No comprehensive standalone AI Act had been enacted as at 6 June 2026. Turkey has draft AI-related bills, but current AI regulation is mainly built from existing laws, official strategy, KVKK guidance and developing standards activity.
What is the most important law for AI in Turkey today?
For many AI systems, the most important law is the Personal Data Protection Law No. 6698, known as KVKK. It applies when AI systems process personal data and brings duties around lawful basis, transparency, proportionality, security, data subject rights and cross-border transfers.
Is Turkey following the EU AI Act?
Turkey has not adopted the EU AI Act as domestic law. However, EU AI Act concepts are relevant because Turkey is commercially close to the EU, Turkish providers may serve EU markets, and Turkish policy materials show interest in international alignment.
What is the National Artificial Intelligence Strategy?

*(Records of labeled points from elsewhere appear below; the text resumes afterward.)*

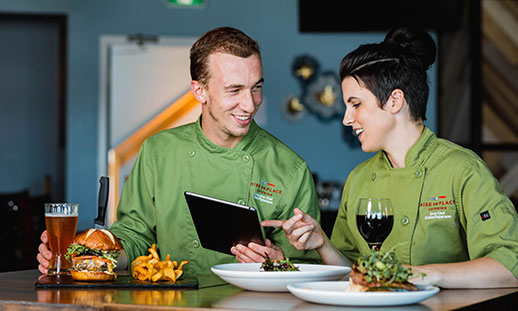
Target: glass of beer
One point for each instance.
(61, 222)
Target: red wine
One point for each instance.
(373, 229)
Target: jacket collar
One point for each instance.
(242, 145)
(420, 151)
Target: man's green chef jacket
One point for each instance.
(259, 171)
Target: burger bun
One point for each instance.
(91, 276)
(100, 239)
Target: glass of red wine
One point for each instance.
(374, 219)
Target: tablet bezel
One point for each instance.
(222, 224)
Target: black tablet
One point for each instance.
(222, 224)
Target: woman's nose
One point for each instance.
(348, 119)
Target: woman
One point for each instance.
(451, 219)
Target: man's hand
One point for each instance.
(302, 230)
(44, 254)
(254, 252)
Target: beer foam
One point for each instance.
(60, 215)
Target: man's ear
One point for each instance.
(396, 100)
(198, 90)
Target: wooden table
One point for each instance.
(17, 292)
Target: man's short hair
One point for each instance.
(223, 40)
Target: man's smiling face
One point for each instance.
(231, 97)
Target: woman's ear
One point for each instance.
(396, 100)
(198, 90)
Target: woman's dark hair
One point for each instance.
(399, 62)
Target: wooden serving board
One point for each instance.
(122, 281)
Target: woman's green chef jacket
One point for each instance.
(259, 171)
(447, 206)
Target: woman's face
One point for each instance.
(363, 113)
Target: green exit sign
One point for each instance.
(186, 3)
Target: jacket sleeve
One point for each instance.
(490, 219)
(301, 194)
(341, 236)
(136, 223)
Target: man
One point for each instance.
(223, 155)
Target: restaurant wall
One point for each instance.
(273, 23)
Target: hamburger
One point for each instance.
(379, 271)
(94, 255)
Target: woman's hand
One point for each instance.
(303, 232)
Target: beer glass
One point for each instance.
(61, 222)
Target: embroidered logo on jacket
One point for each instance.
(265, 191)
(437, 207)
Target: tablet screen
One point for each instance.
(221, 224)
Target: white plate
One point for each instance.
(334, 293)
(249, 276)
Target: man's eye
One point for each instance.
(257, 88)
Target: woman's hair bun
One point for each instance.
(414, 42)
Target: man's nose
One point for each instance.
(248, 102)
(348, 118)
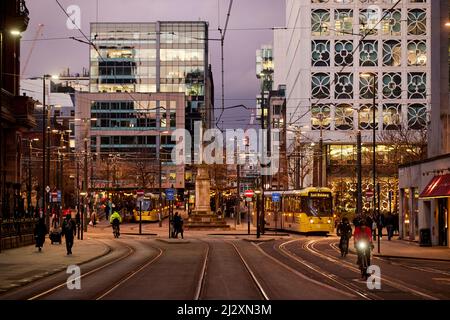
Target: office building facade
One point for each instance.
(151, 61)
(334, 57)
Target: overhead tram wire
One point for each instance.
(222, 42)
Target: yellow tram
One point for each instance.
(150, 208)
(306, 210)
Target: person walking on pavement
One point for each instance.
(374, 230)
(115, 220)
(178, 225)
(390, 225)
(40, 231)
(69, 231)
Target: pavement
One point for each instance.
(410, 250)
(23, 265)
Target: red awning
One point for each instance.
(438, 187)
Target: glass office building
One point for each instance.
(147, 58)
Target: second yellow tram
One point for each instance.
(306, 210)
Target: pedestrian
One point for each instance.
(78, 222)
(93, 218)
(380, 225)
(390, 225)
(69, 231)
(40, 230)
(178, 225)
(107, 210)
(374, 230)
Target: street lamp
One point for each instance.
(14, 33)
(85, 192)
(160, 181)
(44, 145)
(29, 188)
(372, 76)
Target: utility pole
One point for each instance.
(359, 174)
(44, 148)
(85, 188)
(238, 199)
(80, 231)
(320, 151)
(29, 180)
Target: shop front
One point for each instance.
(424, 189)
(438, 191)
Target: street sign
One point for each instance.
(276, 197)
(170, 194)
(369, 193)
(249, 193)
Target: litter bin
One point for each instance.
(425, 238)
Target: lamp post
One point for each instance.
(160, 180)
(30, 147)
(85, 171)
(320, 115)
(374, 123)
(44, 146)
(14, 33)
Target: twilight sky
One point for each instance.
(241, 85)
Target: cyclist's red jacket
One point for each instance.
(359, 234)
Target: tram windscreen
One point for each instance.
(319, 207)
(146, 205)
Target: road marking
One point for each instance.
(442, 279)
(133, 273)
(392, 283)
(130, 251)
(202, 274)
(255, 280)
(319, 271)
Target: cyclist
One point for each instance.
(115, 219)
(344, 230)
(363, 234)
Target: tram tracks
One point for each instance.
(132, 273)
(330, 276)
(424, 269)
(129, 252)
(47, 292)
(310, 247)
(255, 281)
(203, 277)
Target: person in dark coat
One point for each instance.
(69, 231)
(178, 225)
(40, 230)
(390, 225)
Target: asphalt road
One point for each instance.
(222, 268)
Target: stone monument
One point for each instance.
(202, 217)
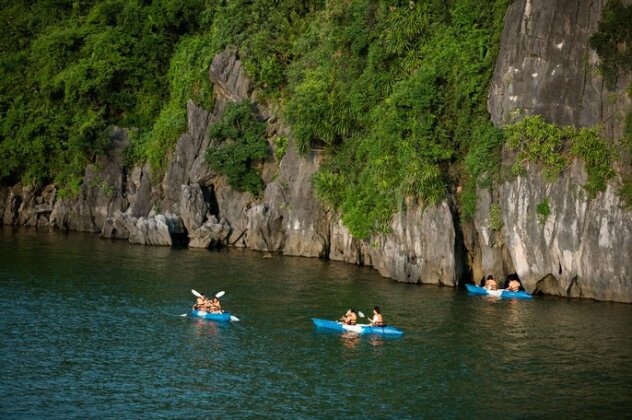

It is Turkey's main AI policy framework for 2021-2025. It sets priorities for skills, research, data, infrastructure, regulation, international cooperation and labour transformation. It also describes AI governance mechanisms and working groups.
Are AI bills currently before the Turkish Parliament?
Yes. Relevant proposals include the 2024 Artificial Intelligence Law Bill, TBMM 2/2234, and the 2025 AI-related amendments bill, TBMM 2/3358. A 2026 proposal, TBMM 2/3465, would amend KVKK in relation to unauthorised AI-generated audio, image and text content. Their status should be checked before relying on them.
What does KVKK say about AI?
KVKK itself is a personal data law, not an AI-only law. KVKK guidance on AI recommends rights-respecting, lawful, fair, proportionate, accountable, transparent and secure personal data processing, with privacy by design and impact assessment where high risk is expected.
Does Turkey regulate deepfakes?
Existing privacy, personality rights, content, criminal and data protection rules may already apply to harmful synthetic media. Draft bills would add more specific duties and penalties for some AI-generated or deepfake content, but those proposals should not be treated as enacted law unless passed.
What should a non-Turkish AI provider check before serving Turkish users?
It should check whether it processes Turkish personal data, transfers that data abroad, offers services into Turkey, creates user-facing automated decisions, produces synthetic media, serves regulated sectors or contracts with Turkish customers that require local compliance.